Another favorite, breaded calamari, then (to follow) stuffed artichokes, and a lackluster chickpea cake that everyone agreed needed zing.
Then, a grilled garlic bread with a colossal garlic. Two pictures, for scale (above)! And finally, dessert! Two pieces of Tuscan toast with cinnamon, honey, and Parmesan. The cheese was much softer, milder, and melted better than a Parmigiano Reggiano DOP, so my brother wandered over to the grill to ask about its origins – the Vella Cheese Company in Sonoma.

Modena and the surrounding countryside

June 22, 2012 § 3 Comments

After a pretty stark experience in the countryside of the département du nord of France — dreary, wet weather and everywhere shuttered windows and closed storefronts, restaurants utterly abandoned, with only the lonely bar where one could down a petit café in the company of young boys and aging men playing fussball —, I have arrived in Italy. The greetings, the smiles, the helpful advice, all a breath of fresh air. The woman standing by the side of the road selling cartons of cherries and apricots who didn’t buy my “just smile and nod” approach to communication, but was happy to chatter away to me in Italian anyway. The girls who looked up how to say shoemaker on google translate in order to answer my questions about shoe sizes in their shop. The numerous cheesemakers who opened their doors and answered incessant questions about milk temperatures and their childhoods. The family of vinegar makers who took turns giving the full tour of their facilities, all the way up to the attic, where the young children’s “dowries” of vinegar kegs are kept. Everywhere smiles, even though my most commonly used phrase is “ho non capito,” I don’t understand. Everywhere, an earnest wine recommendation, a singing praise of the local ricotta, served in tortelli that night. Never a grumpy look, except perhaps from the strange guy who invited me for a pizza while I was out shopping one morning.

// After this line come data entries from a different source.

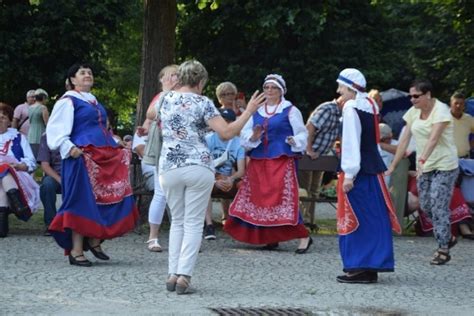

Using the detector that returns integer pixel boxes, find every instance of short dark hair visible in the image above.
[66,63,94,89]
[410,79,433,94]
[451,91,466,99]
[0,102,13,121]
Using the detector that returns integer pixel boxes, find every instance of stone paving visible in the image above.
[0,223,474,315]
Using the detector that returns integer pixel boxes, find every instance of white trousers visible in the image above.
[160,166,214,276]
[148,172,166,225]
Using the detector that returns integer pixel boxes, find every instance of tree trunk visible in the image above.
[131,0,177,220]
[135,0,177,126]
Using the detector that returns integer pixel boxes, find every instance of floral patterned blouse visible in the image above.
[155,91,220,174]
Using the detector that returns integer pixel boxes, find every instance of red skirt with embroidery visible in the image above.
[224,157,309,244]
[49,146,138,254]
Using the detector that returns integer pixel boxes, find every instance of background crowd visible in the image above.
[0,60,474,294]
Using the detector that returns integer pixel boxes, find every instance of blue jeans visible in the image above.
[40,176,61,227]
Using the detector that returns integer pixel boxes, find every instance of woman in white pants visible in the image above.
[147,60,264,294]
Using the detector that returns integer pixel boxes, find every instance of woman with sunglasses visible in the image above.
[387,80,459,265]
[224,74,312,254]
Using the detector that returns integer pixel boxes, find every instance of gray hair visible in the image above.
[216,81,237,98]
[178,60,208,87]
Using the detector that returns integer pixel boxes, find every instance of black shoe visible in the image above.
[336,271,378,284]
[84,238,110,260]
[262,242,279,250]
[69,254,92,267]
[204,224,216,240]
[295,237,313,255]
[7,189,32,222]
[448,236,458,249]
[0,207,10,238]
[462,234,474,240]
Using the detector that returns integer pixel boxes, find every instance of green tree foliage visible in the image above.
[177,0,474,113]
[0,0,140,117]
[178,0,393,114]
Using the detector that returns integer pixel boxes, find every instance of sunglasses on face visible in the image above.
[410,93,425,99]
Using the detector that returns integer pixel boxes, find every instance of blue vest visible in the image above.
[67,96,118,147]
[249,106,298,159]
[11,133,25,161]
[355,108,387,174]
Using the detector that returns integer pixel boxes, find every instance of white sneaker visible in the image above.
[145,238,163,252]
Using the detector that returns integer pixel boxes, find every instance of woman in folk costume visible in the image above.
[337,68,401,283]
[0,102,40,237]
[224,74,312,254]
[46,64,138,266]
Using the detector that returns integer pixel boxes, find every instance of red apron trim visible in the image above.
[336,172,359,235]
[229,156,299,226]
[377,174,402,234]
[81,145,133,204]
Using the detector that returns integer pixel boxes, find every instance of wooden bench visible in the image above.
[130,154,339,229]
[298,155,339,229]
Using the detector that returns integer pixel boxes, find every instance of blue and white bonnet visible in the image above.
[336,68,367,94]
[263,74,286,94]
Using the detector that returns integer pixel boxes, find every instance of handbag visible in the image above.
[142,94,166,168]
[214,139,234,168]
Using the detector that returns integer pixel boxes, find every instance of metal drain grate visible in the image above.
[210,307,312,316]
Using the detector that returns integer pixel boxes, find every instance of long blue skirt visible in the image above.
[339,174,395,272]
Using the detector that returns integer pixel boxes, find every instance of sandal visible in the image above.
[145,238,163,252]
[176,275,196,295]
[430,250,451,266]
[448,236,458,249]
[166,273,178,292]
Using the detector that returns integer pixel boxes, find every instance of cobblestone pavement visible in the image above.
[0,227,474,315]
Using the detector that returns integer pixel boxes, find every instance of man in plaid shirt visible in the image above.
[298,98,343,214]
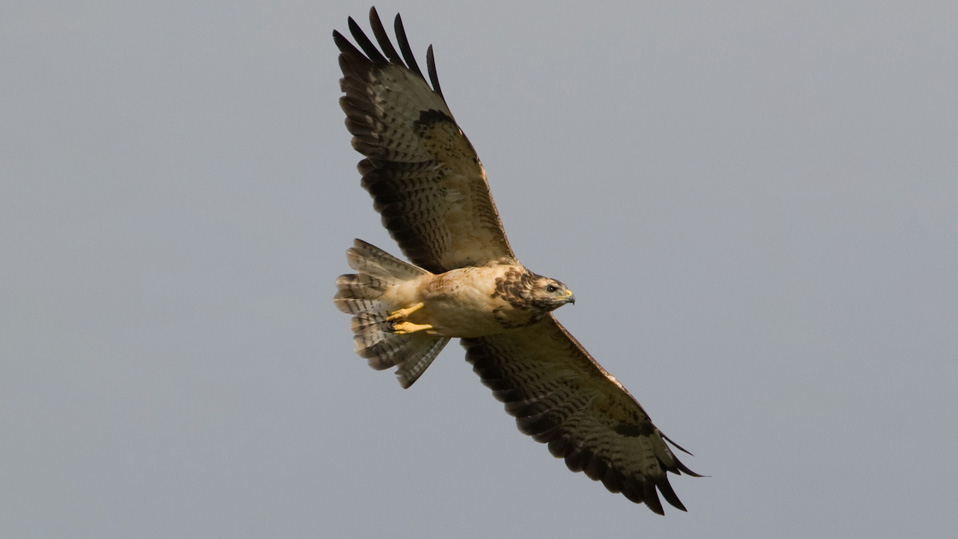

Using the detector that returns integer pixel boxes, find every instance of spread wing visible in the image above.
[333,8,516,273]
[462,314,699,514]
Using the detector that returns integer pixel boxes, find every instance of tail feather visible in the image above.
[333,240,449,388]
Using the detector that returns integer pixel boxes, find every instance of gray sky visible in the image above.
[0,1,958,538]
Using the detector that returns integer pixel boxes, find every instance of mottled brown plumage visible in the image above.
[333,9,696,514]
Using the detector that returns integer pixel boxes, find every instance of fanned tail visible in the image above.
[333,239,449,388]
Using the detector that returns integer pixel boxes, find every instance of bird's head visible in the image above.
[529,275,575,311]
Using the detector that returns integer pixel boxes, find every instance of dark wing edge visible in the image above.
[462,315,701,515]
[333,8,515,273]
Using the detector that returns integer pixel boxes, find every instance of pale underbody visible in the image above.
[383,265,533,338]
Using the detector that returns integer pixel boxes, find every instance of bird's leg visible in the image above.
[386,301,432,335]
[392,322,432,335]
[386,301,423,322]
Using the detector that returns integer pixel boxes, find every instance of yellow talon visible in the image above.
[386,301,423,322]
[393,322,432,335]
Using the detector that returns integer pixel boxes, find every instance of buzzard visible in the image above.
[333,8,698,514]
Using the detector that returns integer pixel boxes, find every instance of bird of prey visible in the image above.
[333,8,698,514]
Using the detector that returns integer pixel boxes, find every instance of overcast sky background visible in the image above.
[0,1,958,538]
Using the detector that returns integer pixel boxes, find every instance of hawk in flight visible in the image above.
[333,8,698,514]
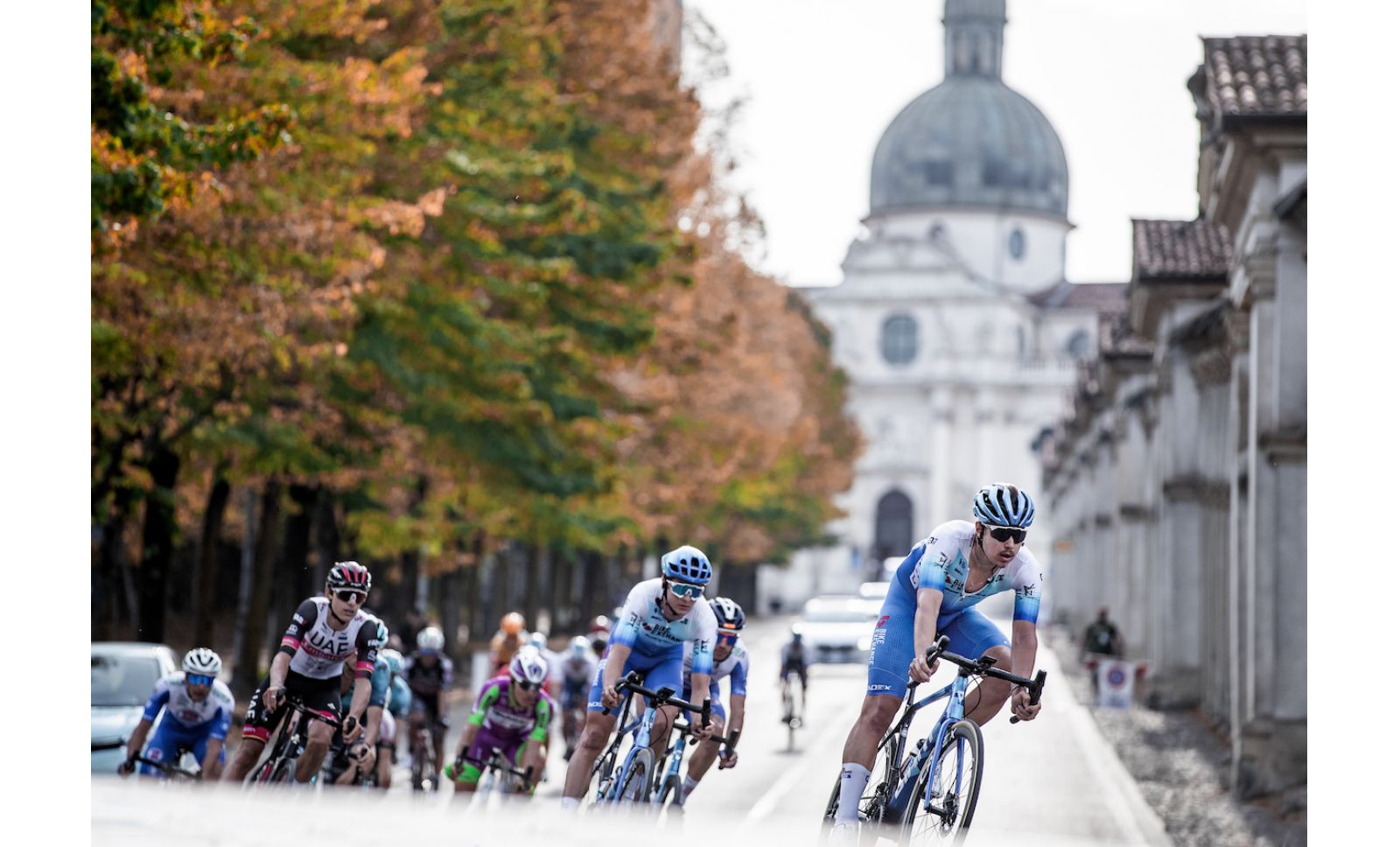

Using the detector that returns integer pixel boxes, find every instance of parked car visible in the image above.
[93,641,179,775]
[793,593,882,662]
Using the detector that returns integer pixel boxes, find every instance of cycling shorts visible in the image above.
[457,726,529,786]
[140,718,224,775]
[588,646,683,711]
[865,588,1011,697]
[243,670,340,744]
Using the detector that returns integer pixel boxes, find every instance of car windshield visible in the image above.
[93,653,161,705]
[802,606,875,623]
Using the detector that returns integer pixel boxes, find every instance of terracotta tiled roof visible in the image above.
[1132,219,1230,282]
[1201,35,1307,117]
[1026,282,1129,315]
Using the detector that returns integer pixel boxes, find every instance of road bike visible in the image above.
[588,670,710,807]
[409,718,446,791]
[782,668,807,753]
[243,695,340,786]
[822,635,1046,844]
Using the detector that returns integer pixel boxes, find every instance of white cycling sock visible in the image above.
[681,774,700,802]
[836,761,871,823]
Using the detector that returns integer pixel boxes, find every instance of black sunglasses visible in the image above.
[983,523,1026,544]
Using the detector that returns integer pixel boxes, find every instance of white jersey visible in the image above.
[282,597,383,679]
[609,577,719,674]
[681,639,749,697]
[142,670,234,738]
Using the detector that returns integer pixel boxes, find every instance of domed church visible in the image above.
[794,0,1125,593]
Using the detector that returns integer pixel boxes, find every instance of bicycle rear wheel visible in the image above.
[900,719,983,844]
[618,747,654,803]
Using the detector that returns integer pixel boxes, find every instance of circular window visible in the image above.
[1006,227,1026,259]
[880,315,919,364]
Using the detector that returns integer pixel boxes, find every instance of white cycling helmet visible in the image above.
[511,649,549,688]
[180,647,224,676]
[418,626,446,653]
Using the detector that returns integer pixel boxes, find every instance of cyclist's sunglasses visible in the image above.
[983,523,1026,544]
[670,583,704,599]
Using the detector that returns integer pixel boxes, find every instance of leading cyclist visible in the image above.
[833,483,1041,836]
[563,544,717,809]
[224,562,383,782]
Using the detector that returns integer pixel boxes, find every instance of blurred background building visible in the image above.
[1039,37,1307,796]
[760,0,1125,605]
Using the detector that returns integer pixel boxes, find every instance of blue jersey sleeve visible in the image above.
[142,679,171,721]
[730,656,749,697]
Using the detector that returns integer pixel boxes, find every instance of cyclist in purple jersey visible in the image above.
[833,483,1041,835]
[443,647,556,794]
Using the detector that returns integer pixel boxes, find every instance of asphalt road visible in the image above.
[93,619,1169,847]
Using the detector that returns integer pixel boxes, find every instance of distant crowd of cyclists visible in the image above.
[119,483,1041,838]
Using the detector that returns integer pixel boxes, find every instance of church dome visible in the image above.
[871,0,1069,217]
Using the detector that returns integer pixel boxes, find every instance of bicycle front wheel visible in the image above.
[618,747,654,803]
[900,719,983,844]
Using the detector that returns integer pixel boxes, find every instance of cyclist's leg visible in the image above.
[287,672,340,782]
[564,653,639,801]
[836,586,914,823]
[222,676,282,782]
[679,684,726,802]
[938,609,1012,725]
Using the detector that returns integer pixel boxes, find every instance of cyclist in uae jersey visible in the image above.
[117,647,234,780]
[563,544,717,808]
[224,562,382,782]
[833,483,1041,829]
[443,647,557,794]
[665,597,749,805]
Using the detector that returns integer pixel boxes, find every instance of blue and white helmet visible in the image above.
[971,483,1036,529]
[661,544,714,585]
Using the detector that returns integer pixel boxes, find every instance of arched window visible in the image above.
[880,315,919,364]
[1064,329,1089,355]
[873,490,914,562]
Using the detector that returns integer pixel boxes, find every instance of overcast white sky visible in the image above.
[683,0,1307,285]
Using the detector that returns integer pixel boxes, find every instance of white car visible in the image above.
[793,595,884,662]
[93,641,179,774]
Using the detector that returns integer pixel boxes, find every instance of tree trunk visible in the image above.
[236,478,282,691]
[136,444,179,642]
[312,487,340,588]
[271,485,320,609]
[194,465,229,647]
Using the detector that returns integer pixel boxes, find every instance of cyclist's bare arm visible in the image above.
[908,588,943,682]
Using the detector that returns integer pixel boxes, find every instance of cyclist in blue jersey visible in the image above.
[833,483,1041,835]
[662,597,749,805]
[117,647,234,780]
[563,544,717,808]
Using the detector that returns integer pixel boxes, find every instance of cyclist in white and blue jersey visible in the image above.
[563,544,717,808]
[117,647,234,780]
[667,597,749,805]
[835,483,1041,830]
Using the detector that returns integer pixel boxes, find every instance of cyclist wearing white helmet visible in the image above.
[403,626,452,778]
[563,544,717,808]
[117,647,234,780]
[224,562,383,782]
[836,483,1041,829]
[443,647,556,794]
[558,635,598,761]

The last few days have been filled with pizza, shoe shopping, and tours and interviews at local cheese, prosciutto and balsamico producers. Each one is a slightly different facility, each with its quirks, but all with quality products, clearly cared for by the passion of the workers, sometimes only 2 or 3 in number. We’ve twirled and twisted on old country roads, never going through a day without asking for directions; wandered through an all-night festival outside our hotel that we somehow never knew was taking place until we were walking right through it; suffered through the scorching heat, without a gelateria in sight. But now, sitting in a roadside motel room in Spilamberto, with its incredible, natural and organic gelateria within walking distance, prepping to take-on la notte bianca, we are slowly reaching the end of Modena. Just a few days left to go.